L’exposition, modeste mais assez pointue, conçue par les dynamiques commissaires Sylwia Serafinowicz et Nayo Higashide, célèbre, d’une certaine manière, consciemment ou non, mai 68. Cette année-là, comme dirait Claude François, la révolte étudiante, en France, du moins, était partie — faut-il le rappeler ? — de l’Affaire Langlois mais, surtout, d’une histoire à dormir debout, d’un problème tout bête d’accès des garçons aux chambres des filles dans la résidence universitaire de Nanterre. Cette année-là, est-ce un hasard ?, Hijikata Tatsumi intitulait l’une de ses pièces Rébellion de la chair. Grotowski insistait quant à lui sur le travail corporel de l’acteur, le matériau premier sur lequel le metteur en scène devait se focaliser. Les deux auteurs ont en commun une réflexion sur la notion d’archétype ainsi qu’un goût réel et profond pour ce qui relève du grotesque. C’est ce qui ressort des photographies accrochées aux murs de la galerie et des films qui y sont montrés sur moniteurs, écrans LCD ou au moyen d’un vidéo-projecteur.

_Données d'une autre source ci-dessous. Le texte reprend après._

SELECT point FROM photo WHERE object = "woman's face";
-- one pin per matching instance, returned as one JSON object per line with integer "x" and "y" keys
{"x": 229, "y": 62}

Bien qu’Hijikata et Grotowski ne se soient jamais rencontrés, bien que la distance entre les deux continents et la disparité entre les deux cultures les opposent de prime abord, les photos et les documents filmiques montrent qu’ils ont des préoccupations artistiques, philosophiques et politiques pas si éloignées que cela. Il y a l’« air du temps » : ces idées qui communiquent à la vitesse de la lumière à une époque où l’internet n’était même pas imaginé. Inspiré par Stanislavski et Meyerhold, Grotowski rejoint les préoccupations des animateurs du Living Theater. Plus néo-dadaïste, selon nous, qu’expressionniste — ce, malgré l’influence des disciples de Wigman sur l’autre grande figure du butô, Kazuo Onô —, Hijikata, après avoir « avalé » tout crus le kabuki et le nô, propose une synthèse assez singulière entre diverses branches du théâtre et de la danse de son temps.

Les films permettent d’avoir une idée précise des travaux de ces deux formidables réformateurs de l’art de la scène. Jean-Marie Drot (réalisateur pour feue l’ORTF et ex-directeur de la Villa Médicis !) conçoit en 1967 une émission intitulée Grotowski ou… Socrate est-il polonais ? En 1975, John Musilly produit pour CBS un document assez rare : The Body Speaks. Enfin, last but not least, Grotowski signe lui-même un film qui date de 1966, Le Prince Constant, où il détaille le jeu des acteurs en plans très rapprochés. Pour ce qui est du butô, le réalisateur Eikoh Hosoe a confié gracieusement à Miss Higashide une belle copie de son film néo-surréaliste, Nombril et la bombe atomique (Heso to Genbaku), qui date de 1960. La pièce Nikutai no hanran ou La Rébellion de la chair a été filmée par Hiroshi Nakamura lors de sa création. Malheureusement, on n’a pas, pour le moment du moins, accès au film mythique Gisei, réalisé en 1959, en 8mm, par Donald Richie. En revanche, les organisatrices projettent les bandes du pionnier du cinéma expérimental japonais, Taka Iimura : Anma (Le Masseur, 1963) et Bara-iro Dansu (Danse en rose, 1965), chorégraphiés par Hijikata.